People obviously weren’t shopping and buying the same way they were, and so I just fully lost that revenue. I was devastated.
I felt super attached to that brand at the time, and I just had to let it go. I let it go in a way that just closed that door entirely.
I just followed every stylist that I could find on Instagram all over the world.
Then a stylist, Davey Sutton, posted from London that he was coming to L.A. He needed an assistant.
I was like, “I’ll assist you.”
Then I assisted him on two things and then Nicola Formichetti reached out to him and asked if he had a good assistant here, and he suggested me.
Your partnership with Chappell Roan is often compared to Nicola [Formichetti] and Lady Gaga’s. You actually met Chappell [Roan] while working for Nicola, right? I’m curious if you can share that origin story and how you guys clicked to create the foundation for your partnership.
I was not very knowledgeable of fashion. Like of real fashion, high fashion. I come from a thrifting background. A lot more white trash-esque.
At that time, I was just very uninformed.

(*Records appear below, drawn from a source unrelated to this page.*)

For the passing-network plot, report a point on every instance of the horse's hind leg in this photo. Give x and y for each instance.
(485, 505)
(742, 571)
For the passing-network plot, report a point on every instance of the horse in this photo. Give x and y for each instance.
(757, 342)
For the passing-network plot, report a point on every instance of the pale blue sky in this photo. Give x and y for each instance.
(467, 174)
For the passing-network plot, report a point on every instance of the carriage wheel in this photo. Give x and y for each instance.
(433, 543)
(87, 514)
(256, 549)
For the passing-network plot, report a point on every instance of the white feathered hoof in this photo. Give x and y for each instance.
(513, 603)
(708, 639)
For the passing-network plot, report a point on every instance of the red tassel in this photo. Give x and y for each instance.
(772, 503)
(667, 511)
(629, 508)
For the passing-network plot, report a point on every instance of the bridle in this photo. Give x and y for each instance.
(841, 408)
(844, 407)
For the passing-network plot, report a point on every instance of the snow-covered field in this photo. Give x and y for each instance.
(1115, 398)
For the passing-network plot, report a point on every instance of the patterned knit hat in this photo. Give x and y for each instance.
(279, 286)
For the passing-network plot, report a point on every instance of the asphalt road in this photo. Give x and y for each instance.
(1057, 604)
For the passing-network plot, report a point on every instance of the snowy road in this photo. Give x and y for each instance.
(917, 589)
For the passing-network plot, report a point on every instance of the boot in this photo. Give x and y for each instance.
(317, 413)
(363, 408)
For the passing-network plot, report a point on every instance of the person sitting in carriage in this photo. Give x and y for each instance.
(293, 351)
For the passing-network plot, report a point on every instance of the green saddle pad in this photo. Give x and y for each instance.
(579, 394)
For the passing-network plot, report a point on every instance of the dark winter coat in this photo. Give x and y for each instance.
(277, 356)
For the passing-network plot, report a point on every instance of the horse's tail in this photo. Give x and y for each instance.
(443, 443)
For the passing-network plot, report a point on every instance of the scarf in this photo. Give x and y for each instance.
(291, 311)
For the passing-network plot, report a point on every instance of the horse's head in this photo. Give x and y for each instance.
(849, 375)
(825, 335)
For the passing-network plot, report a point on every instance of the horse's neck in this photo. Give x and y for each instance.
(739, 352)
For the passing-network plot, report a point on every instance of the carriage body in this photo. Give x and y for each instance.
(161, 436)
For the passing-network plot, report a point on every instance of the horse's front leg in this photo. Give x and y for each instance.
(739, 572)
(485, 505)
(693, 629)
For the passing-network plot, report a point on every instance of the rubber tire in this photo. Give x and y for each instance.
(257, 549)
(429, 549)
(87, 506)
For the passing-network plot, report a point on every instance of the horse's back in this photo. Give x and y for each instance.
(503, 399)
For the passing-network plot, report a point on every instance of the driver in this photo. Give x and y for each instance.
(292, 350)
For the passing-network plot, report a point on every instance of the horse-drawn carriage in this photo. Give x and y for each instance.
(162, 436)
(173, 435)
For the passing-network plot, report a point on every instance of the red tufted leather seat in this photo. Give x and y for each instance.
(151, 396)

When we were on set—it was for a V magazine shoot—so I was assisting Nicola [Formichetti], and Chappell [Roan] was the person that we were shooting.
Me and her just clicked in that Midwest way. Being like, “Well, we don’t care about these designer brands. We just want you to look fun and good.” She also comes from a thrifting background.
It made a lot of sense. She’s also just very much a girl’s girl, and I was one of the only women on set, so I think that also was just a natural draw.
I want to talk about some of the themes that come up in your wardrobe styling choices. Latex corsets, cowboy hats, chaps, and boots. I feel like all these things kind of came together recently for the final festival of the year at Austin City Limits, and it was peak display of your work. Tell me about how you decided to end the run with these looks.
Initially, we had a rock-star theme for another festival, and we didn’t end up doing that theme. So then it was like, well, ACL we’ll do it.
So essentially, rock-star thing. I mean, that’s like, “Yes, easy. I know what to do.” For her looks, specifically, we had pulled a bunch of stuff.
We pulled the Leatheracci. We pulled a lot of Chrome Hearts for the other festival, and then agreed to do rock-star for ACL instead.
She was co-headlining, which she hadn’t done that yet.
It just needed to be bigger than what we were gonna do before. It needed to be custom. It had to be. I knew that we wanted the Leatheracci chaps.
Then, from there, it was just like, well, I mean, Zana [Bayne] is always the top choice.
If I could have Zana [Bayne] do every costume for the rest of my life for anybody, I would choose to do that.
I cannot express it enough how spectacular of a designer she is on so many levels.
Performance wear, she just—it’s untouchable. It’s Chappell’s favorite things to wear. The leather is amazing. The detail is amazing.
I mean, it’s so thoughtful. She’s got such a good eye. I could rave about her forever really.
This interview has been edited and condensed for clarity.